The mapping of the Cosmic Microwave Background Radiation (CMBR) was hailed by Stephen Hawking as one of the greatest achievements in 20th-century science because it gave us an image of our "baby universe" when it was very young. The CMBR proved, beyond a shadow of a doubt, that the Big Bang theory—a prediction of Einstein's general theory of relativity—is correct. Before the CMBR, many did not think of cosmology as a serious science since it lacked high-precision experiments and measurements like astronomy; many viewed cosmology as merely theoretical speculation that could never be confirmed by experiment. Many people view the mapping of the CMBR as the turning point when cosmology transitioned from being purely theoretical to a truly experimentally rigorous science.

Shortly after Isaac Newton published his law of gravitation, the philosopher Richard Bentley and the astronomer Heinrich Olbers pointed out two paradoxes that arise from this law. The first, which is called Bentley's paradox, points out that if the universe is finite in size then, since the force of gravity is always attractive, all of the stars and galaxies in the universe should collapse in on themselves. The second, called Olbers' paradox, states that if the universe is infinite and if the distribution of stars in the universe is uniform then the night sky should be filled with infinitely many stars and the night sky should therefore be blindingly bright. 

Since most of the mass in our home Milky Way galaxy is at its center we would expect, from Newton's law of gravity and second law, that the tangential velocity of each star in our galaxy would increase with increasing distance away from the Milky Way's center. But observations showed that, actually, the tangential velocity of each star is roughly constant. There were many hypotheses put forward around the time of this discovery which attempted to reconcile Newton's laws with experiment. But today, the prevailing explanation of why the tangential velocities of the stars in our galaxy is roughly constant is the theory that an invisible substance known as dark matter pervades the galaxy.
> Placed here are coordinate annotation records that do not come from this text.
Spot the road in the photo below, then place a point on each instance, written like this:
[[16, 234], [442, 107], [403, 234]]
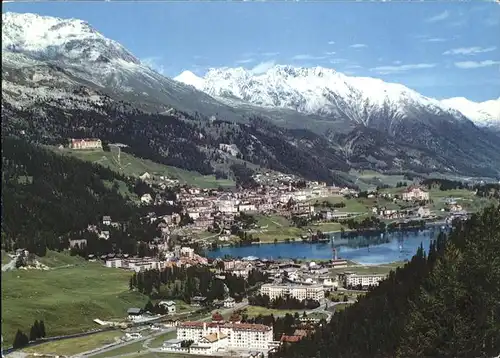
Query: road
[[147, 340], [11, 265]]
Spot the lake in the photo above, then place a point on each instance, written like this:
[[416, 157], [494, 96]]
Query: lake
[[367, 250]]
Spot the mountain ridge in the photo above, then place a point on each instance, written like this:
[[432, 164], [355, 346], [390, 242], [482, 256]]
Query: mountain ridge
[[50, 80], [309, 90]]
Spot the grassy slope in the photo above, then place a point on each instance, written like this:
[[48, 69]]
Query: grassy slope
[[138, 166], [68, 299], [75, 345], [56, 259], [136, 347]]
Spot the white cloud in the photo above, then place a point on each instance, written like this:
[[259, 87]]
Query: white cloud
[[338, 60], [153, 63], [263, 67], [358, 46], [385, 70], [435, 39], [305, 57], [492, 21], [439, 17], [246, 60], [476, 64], [469, 50], [270, 54]]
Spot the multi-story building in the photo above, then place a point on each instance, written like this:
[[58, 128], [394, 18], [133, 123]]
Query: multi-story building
[[86, 143], [415, 193], [236, 335], [363, 280], [300, 292]]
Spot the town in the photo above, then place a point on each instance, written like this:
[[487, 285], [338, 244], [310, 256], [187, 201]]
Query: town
[[199, 304]]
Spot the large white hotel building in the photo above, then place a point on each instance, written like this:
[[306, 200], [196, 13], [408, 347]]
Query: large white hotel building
[[219, 336], [300, 292]]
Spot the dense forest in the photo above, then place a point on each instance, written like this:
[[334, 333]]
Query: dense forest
[[177, 139], [442, 304], [50, 199], [47, 195]]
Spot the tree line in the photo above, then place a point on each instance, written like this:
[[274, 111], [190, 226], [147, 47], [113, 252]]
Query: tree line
[[445, 303], [37, 331], [47, 195]]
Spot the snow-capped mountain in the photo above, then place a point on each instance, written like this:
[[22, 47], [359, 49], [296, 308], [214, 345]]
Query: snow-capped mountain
[[32, 44], [366, 122], [317, 90], [483, 114]]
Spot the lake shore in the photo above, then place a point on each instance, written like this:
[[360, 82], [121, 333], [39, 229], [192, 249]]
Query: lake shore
[[365, 249]]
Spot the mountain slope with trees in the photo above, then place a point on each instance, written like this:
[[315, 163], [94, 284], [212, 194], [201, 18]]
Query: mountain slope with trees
[[46, 196], [444, 304]]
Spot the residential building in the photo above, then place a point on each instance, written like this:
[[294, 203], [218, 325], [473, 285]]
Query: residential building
[[77, 243], [146, 199], [229, 302], [114, 263], [86, 143], [168, 305], [134, 314], [415, 193], [210, 344], [423, 212], [300, 292], [363, 280], [187, 252], [238, 335]]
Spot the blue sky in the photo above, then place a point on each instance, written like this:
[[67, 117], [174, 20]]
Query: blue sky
[[441, 49]]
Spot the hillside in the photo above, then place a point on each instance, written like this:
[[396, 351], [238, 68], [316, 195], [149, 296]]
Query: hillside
[[56, 195], [134, 167], [67, 299], [84, 84], [442, 304]]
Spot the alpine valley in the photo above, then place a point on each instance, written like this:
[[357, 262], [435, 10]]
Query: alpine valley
[[62, 78]]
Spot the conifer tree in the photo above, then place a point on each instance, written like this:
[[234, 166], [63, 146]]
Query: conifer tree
[[42, 329]]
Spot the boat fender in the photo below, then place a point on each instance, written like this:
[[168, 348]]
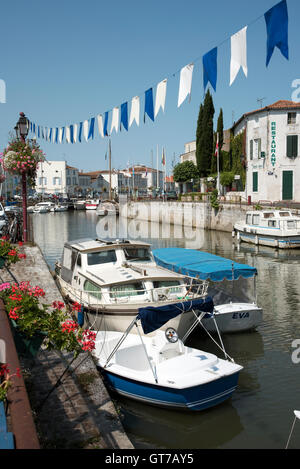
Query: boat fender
[[80, 316]]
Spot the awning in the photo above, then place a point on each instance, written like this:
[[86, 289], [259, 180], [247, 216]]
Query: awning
[[153, 318], [202, 265]]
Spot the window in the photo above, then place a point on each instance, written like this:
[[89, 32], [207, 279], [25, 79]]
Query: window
[[130, 289], [291, 118], [257, 148], [137, 254], [255, 181], [292, 146], [272, 223], [168, 283], [101, 257], [92, 289], [56, 181], [255, 220], [291, 224]]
Researchers speculate that this substance is comprised of particles which do not interact with light or radiation and are therefore invisible.
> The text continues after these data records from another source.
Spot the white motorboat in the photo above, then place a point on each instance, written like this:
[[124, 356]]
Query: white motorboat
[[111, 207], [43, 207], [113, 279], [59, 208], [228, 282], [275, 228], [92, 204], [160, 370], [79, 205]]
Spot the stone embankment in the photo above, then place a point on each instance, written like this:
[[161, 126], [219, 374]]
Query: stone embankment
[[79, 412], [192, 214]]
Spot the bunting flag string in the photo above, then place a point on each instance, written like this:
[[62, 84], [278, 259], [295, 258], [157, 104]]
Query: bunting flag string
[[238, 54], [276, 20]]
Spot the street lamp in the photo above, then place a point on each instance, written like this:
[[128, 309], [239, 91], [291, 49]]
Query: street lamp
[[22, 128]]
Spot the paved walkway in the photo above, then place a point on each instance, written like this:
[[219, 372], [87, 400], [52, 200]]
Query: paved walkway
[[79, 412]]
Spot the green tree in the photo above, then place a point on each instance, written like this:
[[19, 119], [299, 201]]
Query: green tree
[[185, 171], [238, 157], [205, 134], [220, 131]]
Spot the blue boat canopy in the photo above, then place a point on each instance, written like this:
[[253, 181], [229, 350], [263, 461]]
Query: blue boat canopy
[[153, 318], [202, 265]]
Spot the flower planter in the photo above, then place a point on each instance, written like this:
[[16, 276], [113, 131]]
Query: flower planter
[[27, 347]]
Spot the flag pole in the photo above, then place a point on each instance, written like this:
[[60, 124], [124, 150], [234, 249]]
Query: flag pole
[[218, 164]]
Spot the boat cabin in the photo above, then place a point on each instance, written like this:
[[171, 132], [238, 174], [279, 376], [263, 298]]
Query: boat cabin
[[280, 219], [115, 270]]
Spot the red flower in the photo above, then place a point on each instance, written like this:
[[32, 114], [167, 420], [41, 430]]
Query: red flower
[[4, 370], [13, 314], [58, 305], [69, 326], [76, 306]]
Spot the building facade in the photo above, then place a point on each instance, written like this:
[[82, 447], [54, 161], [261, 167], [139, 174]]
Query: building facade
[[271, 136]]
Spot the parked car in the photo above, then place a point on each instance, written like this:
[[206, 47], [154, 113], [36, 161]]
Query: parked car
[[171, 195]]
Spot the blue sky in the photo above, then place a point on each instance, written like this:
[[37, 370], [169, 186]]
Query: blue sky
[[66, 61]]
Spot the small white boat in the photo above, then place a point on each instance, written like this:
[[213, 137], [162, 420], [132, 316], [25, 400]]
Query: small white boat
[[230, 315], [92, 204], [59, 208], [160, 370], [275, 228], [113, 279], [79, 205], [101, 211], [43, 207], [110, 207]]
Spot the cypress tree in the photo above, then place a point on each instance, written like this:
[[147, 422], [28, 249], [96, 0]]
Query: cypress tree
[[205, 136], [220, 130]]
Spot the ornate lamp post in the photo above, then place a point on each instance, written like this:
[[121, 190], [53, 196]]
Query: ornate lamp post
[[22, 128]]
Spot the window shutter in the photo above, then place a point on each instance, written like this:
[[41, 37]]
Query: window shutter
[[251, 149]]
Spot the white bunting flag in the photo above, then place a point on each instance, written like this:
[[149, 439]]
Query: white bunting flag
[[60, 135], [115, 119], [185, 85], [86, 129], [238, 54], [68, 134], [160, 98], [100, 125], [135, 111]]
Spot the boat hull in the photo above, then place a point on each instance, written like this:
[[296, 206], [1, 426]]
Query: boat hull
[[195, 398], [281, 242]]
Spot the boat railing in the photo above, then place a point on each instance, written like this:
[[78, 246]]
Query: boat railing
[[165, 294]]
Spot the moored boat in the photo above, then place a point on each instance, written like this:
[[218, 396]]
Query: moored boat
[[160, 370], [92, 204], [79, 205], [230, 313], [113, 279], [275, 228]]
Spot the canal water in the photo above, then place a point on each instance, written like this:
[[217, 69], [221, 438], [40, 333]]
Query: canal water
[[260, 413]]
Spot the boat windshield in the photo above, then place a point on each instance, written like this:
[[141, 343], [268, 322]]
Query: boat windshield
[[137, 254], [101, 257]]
In this lesson we'll explain why there is structure and "clumpyness" in the universe. In other words, why there is more stuff here than over there. Now, if all of the distribution of matter and energy in the universe was initially completely uniform (meaning homogenous and isotropic), then galaxies, stars, and people would have never formed. Non-uniform density would never arise in such a universe. But due to the time-energy uncertainty principle, the distribution of matter and energy must have had been randomly distributed throughout space at the beginning of the universe. Since the distribution was truly random, there would always be regions of space with slight more matter and energy than other. These slight non-uniformities ("imprinted" by the uncertainty principle) in matter and energy density throughout space near the beginning of the universe is the origin of the slight non-uniformities that we see in the CMBR.